1 from openai import OpenAI
2 
3 client = OpenAI(
4     base_url="https://api.empiriolabs.ai/v1/gpu/connect/INSTANCE_ID/v1",
5     api_key="EMPIRIOLABS_API_KEY",
6 )
7 
8 resp = client.chat.completions.create(
9     model="Qwen/Qwen2.5-7B-Instruct",
10     messages=[{"role": "user", "content": "Hello!"}],
11 )
12 print(resp.choices[0].message.content)

For JupyterLab, ComfyUI, Web Terminal, or Ollama, open the instance connect URL from the dashboard or send requests to the relevant connect path.

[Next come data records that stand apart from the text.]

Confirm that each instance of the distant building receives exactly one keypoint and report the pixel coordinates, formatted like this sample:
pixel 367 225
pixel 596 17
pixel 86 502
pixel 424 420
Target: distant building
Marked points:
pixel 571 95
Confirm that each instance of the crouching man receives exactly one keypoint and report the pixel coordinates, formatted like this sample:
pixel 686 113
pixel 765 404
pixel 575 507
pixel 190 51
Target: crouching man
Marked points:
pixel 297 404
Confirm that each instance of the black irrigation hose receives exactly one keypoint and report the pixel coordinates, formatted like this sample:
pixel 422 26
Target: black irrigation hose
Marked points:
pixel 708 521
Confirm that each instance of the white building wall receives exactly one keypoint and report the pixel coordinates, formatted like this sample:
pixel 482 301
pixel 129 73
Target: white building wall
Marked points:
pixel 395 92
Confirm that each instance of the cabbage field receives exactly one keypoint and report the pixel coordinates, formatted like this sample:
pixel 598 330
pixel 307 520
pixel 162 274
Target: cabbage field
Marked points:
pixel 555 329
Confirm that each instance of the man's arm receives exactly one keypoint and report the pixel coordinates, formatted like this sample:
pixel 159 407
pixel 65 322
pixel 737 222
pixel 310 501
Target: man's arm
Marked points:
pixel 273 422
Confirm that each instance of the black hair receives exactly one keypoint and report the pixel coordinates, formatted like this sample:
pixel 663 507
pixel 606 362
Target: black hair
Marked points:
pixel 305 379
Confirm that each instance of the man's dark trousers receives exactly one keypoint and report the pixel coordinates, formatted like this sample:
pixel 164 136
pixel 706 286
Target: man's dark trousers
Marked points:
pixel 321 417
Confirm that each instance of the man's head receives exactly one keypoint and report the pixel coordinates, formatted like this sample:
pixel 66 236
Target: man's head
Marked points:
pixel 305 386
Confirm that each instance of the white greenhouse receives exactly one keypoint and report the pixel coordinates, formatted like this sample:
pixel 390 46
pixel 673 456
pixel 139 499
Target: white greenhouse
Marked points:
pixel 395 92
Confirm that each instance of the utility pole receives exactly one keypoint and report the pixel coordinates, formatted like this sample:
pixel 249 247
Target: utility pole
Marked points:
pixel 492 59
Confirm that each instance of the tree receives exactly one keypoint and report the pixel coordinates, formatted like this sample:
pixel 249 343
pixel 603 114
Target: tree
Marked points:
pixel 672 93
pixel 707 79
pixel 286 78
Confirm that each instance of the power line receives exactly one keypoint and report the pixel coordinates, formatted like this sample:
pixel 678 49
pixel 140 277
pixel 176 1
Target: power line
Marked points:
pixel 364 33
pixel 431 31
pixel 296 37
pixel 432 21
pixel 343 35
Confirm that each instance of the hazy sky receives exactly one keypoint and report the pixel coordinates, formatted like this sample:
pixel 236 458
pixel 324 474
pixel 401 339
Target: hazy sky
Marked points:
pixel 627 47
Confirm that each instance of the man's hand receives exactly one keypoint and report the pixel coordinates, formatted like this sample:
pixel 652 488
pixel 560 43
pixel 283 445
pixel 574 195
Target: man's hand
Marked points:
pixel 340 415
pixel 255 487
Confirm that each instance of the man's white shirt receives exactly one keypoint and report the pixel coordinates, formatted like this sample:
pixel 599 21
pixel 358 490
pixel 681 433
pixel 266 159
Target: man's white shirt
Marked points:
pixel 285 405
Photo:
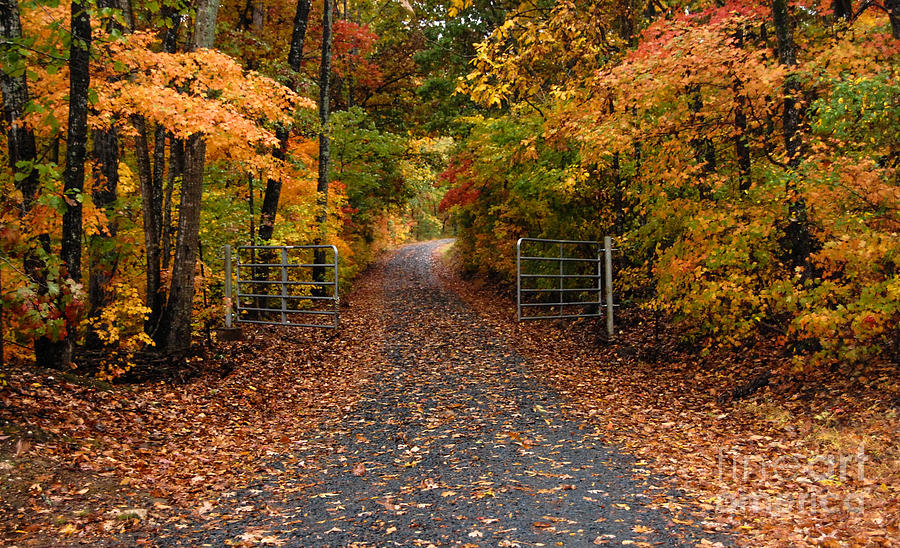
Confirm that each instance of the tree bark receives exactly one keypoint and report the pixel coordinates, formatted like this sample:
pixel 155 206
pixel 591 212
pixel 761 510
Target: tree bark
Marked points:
pixel 272 193
pixel 176 169
pixel 741 139
pixel 798 241
pixel 174 335
pixel 76 155
pixel 22 153
pixel 295 55
pixel 151 204
pixel 893 9
pixel 104 256
pixel 324 138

Chat with your model in the dashboard

When you deploy a model (or any instance that serves an OpenAI-compatible API), the dashboard gives you a built-in chat page so you can try the model right away without writing any code. Open the instance from the GPU Cloud page and choose Chat with this model. The chat page streams responses, supports a system prompt and the usual sampling controls (temperature, top-p, max tokens), and lets you attach images or audio for multimodal models. It runs against the same authenticated connect path as the API, so there is no extra setup and no separate billing: the instance is already metered by the second.

SSH and shell access

Use the Web Terminal template when you need a shell inside the workload, or expose an HTTP service from a custom container and reach it through /v1/gpu/connect/{instance_id}/{path}.

Usage and billing records

The GPU Cloud dashboard shows running spend and lifetime GPU spend. API lifecycle responses include the instance price, GPU count, billing status, and billed amount so you can reconcile usage from your own systems.